Il problema sono sempre i numeri. Perché in cinque anni hanno scandito il capitolo delle promesse e declinato il vizio conosciuto di non mantenerle. Se il sessanta è indicativo dei mesi di attesa da quel 24 agosto 2016 in cui alle ore 3.35 la terrà si ribaltò inghiottendo tra Amatrice, Accumoli e Arquata del Tronto 299 vite, 100mila abitazioni e vestì di incubi le notti di 600mila persone residenti nel cratere del sisma, i 12mila portati di nuovo a casa non sono molti. Perché ce ne sono almeno altri sessantamila in attesa di riprendere la loro abitazione. E quasi tutti con la casa danneggiata in modo grave. Un calcolo per difetto, ovviamente, che tiene conto degli abbandoni: oltre 20mila famiglie non rientreranno più nelle case perché non intendono ricostruirle. Con o senza contributo.
Il risultato di cinque anni di annunci e successive spallucce per i mancati risultati è scritto nero su bianco nel rapporto di Giovanni Legnini, l’ultimo commissario per la ricostruzione. E arriva nel giorno in cui è annunciata una nuova invasione della commozione e della solidarietà alla presenza, per la prima volta, del premier Mario Draghi.

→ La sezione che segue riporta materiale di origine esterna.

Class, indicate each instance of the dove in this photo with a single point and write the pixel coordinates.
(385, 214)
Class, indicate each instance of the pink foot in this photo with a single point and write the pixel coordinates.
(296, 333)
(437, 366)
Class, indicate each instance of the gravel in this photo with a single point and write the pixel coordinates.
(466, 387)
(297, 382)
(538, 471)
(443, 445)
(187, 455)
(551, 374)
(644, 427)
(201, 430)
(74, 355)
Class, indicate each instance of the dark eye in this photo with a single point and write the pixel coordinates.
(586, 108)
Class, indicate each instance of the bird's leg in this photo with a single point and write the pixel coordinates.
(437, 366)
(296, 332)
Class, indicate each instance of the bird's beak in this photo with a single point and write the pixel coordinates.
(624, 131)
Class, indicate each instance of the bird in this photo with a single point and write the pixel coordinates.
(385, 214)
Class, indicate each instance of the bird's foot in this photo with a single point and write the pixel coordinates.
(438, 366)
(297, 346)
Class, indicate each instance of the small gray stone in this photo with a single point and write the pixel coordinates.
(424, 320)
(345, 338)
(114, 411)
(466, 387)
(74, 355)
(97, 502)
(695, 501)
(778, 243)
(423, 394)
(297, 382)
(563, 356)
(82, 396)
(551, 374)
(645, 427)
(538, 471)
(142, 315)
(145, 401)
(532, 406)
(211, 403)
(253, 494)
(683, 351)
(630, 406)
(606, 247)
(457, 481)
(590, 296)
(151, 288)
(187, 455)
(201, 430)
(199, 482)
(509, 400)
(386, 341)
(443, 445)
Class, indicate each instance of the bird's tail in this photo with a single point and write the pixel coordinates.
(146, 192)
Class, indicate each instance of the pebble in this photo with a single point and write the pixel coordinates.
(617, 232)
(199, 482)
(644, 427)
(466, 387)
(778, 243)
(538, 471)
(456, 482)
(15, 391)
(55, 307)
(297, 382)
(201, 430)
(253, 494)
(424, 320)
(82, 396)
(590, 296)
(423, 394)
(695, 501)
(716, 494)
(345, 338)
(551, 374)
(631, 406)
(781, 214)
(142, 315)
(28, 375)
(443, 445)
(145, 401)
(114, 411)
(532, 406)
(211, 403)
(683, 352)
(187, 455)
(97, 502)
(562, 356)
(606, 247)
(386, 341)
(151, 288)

Il commissario ci prova anche con le spiegazioni: «La semplificazione e le nuove procedure, in primis l’ordinanza 100 e l’introduzione dei Programmi straordinari di ricostruzione, hanno di fatto sbloccato una situazione di paralisi. Nell’ultimo anno sono state presentate un terzo delle richieste di contributo complessive, e approvate la metà delle domande, con la concessione di 2,7 miliardi di euro, con un’accelerazione che si è accentuata nel 2021».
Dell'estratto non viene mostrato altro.